Mr Rathbun even admits to assaulting Mike Rinder, the organisation’s Australian-born head of communications, who also defected.

”It became a culture. I am no angel, I participated. On two occasions I beat Mike up. You know, it was a fight. It wasn’t like a smackdown, you know, where Miscavige comes in and you can’t do anything. He fought back but I am a bigger guy and it is something that I regretted.”

Mike Rinder declined to be interviewed for this story. However, in previous public statements he has confirmed the story.

According to Dr Kaye, Mr Rathbun said the church had become ever more obsessed with raising money.

He estimates that when he left the organisation in 2004 the church had a ”war chest” of about $750 million set aside to fight off attacks from legislators or media organisations.

”A lot of people are under so much pressure to increase the sums of their donations that they took huge risks in business or in finance so a lot of people are having personal catastrophes now. Loans are being called in, values of things they invest in have crashed,” Dr Kaye reported Mr Rathbun as saying.

It had become common practice to demand employees work 70 or 80 hours a week for as little as $50 pay.

According to Dr Kaye, Mr Rathbun said the church used various methods to silence dissent in its flock.

”One is disconnection from family,” he explains. ”If I declare you a ‘suppressive person’, if I expel you, you are never going to be able to talk to your family again.

”Two is your business career, because you lose your network.

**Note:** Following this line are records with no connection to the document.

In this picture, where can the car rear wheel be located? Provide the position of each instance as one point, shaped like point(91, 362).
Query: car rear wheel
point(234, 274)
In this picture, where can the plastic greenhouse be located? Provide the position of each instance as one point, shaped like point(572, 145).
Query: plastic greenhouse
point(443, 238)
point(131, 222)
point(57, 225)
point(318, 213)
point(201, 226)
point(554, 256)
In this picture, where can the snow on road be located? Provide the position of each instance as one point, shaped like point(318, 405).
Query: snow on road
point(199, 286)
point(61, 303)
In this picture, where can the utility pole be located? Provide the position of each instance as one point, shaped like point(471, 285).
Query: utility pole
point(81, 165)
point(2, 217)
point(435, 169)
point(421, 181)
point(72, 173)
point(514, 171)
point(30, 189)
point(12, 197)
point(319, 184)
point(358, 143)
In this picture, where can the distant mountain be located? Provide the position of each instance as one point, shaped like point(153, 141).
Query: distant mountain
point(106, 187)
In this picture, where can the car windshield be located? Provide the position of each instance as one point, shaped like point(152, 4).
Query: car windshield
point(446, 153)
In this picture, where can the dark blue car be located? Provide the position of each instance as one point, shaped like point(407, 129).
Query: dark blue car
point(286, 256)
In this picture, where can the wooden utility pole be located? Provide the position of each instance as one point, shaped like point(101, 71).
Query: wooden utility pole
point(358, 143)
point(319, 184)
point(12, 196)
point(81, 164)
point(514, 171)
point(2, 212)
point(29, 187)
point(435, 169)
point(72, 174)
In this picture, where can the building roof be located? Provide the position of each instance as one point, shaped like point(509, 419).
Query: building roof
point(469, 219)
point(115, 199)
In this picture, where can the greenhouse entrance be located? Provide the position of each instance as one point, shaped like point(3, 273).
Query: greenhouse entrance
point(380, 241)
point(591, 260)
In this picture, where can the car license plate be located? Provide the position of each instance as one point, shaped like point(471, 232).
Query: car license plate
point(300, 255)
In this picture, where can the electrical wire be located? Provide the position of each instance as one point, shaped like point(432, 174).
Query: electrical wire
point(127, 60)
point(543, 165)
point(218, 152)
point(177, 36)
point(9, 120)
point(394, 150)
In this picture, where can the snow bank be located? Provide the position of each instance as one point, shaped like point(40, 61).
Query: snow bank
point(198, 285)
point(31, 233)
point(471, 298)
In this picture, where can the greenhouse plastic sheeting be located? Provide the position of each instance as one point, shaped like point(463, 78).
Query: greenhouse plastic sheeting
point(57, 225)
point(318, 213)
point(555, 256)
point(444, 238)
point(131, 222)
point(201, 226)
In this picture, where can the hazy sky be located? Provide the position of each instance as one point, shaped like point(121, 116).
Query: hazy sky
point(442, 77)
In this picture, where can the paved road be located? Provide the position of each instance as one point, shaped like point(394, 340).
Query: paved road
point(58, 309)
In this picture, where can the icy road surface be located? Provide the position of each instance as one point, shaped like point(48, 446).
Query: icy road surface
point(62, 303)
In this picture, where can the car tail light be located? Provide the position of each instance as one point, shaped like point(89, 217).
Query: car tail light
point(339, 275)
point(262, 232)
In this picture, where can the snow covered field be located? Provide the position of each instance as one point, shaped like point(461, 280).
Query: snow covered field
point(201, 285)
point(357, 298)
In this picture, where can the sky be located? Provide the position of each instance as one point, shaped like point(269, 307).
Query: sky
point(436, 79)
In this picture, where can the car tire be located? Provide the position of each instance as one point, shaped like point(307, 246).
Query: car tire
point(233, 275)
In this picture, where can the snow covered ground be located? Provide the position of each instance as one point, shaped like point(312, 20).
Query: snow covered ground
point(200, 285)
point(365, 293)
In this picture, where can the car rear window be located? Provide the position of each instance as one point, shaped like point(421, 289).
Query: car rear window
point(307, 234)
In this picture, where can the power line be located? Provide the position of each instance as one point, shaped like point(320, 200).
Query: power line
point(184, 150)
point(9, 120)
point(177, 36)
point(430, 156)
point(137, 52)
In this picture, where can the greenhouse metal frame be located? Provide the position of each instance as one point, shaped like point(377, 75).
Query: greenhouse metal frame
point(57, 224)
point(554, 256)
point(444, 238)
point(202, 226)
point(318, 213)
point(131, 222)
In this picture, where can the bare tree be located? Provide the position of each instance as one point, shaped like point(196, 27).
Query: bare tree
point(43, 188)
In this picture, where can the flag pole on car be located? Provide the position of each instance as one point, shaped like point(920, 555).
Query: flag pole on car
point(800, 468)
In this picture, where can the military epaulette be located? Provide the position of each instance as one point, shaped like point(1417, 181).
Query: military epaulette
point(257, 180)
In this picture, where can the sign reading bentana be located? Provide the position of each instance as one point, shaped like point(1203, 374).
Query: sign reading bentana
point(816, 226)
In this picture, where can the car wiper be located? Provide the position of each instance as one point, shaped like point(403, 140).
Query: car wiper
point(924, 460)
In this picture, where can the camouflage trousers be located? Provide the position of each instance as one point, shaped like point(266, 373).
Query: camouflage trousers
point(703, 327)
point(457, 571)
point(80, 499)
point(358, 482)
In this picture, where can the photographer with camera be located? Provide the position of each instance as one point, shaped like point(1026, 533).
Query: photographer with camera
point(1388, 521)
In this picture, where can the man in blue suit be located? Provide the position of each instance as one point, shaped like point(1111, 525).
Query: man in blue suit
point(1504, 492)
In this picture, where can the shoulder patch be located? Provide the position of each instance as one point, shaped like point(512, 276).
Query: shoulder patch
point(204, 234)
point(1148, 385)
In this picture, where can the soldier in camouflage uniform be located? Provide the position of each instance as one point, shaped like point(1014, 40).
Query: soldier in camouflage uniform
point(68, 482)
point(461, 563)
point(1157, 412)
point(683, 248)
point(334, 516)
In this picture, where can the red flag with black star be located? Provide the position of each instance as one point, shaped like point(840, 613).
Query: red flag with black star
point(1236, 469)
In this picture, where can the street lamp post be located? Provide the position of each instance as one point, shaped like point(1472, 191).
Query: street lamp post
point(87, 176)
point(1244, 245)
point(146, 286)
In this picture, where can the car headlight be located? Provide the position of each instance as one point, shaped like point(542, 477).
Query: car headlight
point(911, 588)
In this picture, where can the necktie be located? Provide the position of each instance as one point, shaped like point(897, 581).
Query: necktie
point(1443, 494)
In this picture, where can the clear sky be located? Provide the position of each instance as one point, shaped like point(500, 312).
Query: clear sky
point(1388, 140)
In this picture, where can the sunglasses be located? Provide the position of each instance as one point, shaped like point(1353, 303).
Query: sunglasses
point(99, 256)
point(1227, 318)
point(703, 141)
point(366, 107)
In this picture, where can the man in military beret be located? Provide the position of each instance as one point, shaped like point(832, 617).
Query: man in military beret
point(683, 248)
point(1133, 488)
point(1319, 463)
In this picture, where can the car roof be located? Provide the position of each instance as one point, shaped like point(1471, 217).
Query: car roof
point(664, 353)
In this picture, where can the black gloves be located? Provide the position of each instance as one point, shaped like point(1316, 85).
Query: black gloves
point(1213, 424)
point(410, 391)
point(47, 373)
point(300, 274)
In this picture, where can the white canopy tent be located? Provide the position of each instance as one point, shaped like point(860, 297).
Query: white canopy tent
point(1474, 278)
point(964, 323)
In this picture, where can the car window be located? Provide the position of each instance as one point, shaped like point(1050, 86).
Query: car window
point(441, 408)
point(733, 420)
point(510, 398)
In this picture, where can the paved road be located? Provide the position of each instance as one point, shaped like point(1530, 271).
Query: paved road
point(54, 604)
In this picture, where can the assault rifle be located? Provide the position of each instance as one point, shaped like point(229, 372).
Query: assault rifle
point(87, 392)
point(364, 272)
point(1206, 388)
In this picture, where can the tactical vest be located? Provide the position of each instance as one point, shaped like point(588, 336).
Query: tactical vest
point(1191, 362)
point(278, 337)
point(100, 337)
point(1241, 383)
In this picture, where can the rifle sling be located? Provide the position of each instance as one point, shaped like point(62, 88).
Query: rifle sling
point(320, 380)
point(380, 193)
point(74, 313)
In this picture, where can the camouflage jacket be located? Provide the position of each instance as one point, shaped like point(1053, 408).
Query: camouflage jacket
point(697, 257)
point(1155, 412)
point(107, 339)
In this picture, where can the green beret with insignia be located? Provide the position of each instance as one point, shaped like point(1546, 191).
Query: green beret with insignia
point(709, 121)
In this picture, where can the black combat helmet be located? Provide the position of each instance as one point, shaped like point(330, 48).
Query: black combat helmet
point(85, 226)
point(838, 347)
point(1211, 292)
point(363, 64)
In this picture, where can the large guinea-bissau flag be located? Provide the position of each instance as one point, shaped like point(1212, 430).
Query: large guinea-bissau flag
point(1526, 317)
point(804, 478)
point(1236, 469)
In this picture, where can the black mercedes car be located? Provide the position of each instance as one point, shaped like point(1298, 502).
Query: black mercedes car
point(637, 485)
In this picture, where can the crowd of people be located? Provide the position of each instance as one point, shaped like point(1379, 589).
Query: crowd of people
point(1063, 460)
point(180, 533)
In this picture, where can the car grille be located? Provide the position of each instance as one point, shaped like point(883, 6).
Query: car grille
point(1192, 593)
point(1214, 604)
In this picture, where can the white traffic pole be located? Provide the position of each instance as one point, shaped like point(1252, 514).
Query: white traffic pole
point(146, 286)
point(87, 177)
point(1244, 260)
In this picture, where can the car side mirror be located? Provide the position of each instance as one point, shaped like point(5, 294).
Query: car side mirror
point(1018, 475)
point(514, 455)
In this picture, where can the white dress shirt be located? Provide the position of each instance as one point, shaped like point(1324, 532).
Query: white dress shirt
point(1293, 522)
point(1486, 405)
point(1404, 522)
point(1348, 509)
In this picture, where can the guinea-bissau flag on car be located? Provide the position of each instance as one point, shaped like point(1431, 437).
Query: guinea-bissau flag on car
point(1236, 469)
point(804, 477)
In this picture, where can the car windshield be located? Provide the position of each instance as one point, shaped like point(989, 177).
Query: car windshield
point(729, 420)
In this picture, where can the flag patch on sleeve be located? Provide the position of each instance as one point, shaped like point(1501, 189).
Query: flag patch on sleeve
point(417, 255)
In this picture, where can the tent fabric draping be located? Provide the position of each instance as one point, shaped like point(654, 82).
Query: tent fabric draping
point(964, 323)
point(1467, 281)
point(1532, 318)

”And three is, you are never ever going to be able to get to the holy grail in Scientology and reach spiritual enlightenment because you are expelled. That is three big clubs, and they are being used, increasingly, to extract ever larger and larger sums from people. I don’t know what happened in Australia, but I am telling you that it would have stemmed from the phenomenon I observed. It is consistent with that and it has rolled down from the top.”

Ms Dunstan denies Mr Rathbun’s accusations, describing him as a bitter liar with an axe to grind ever since he was dismissed from the church for ”gross breach of duties”.

Dr Kaye called on the two main parties to support Senator Xenophon’s call for an inquiry into the church.

”These explosive revelations underline the urgency of investigating the operations of the Church of Scientology in Australia. It is possible that recognising the organisation as a religion was a grave mistake that has granted legitimacy to a cult that bullies, intimidate and exploits,” he said.

”There is a growing case for comprehensive examination not only of the church leadership in Australia but also of the church itself as a religion.”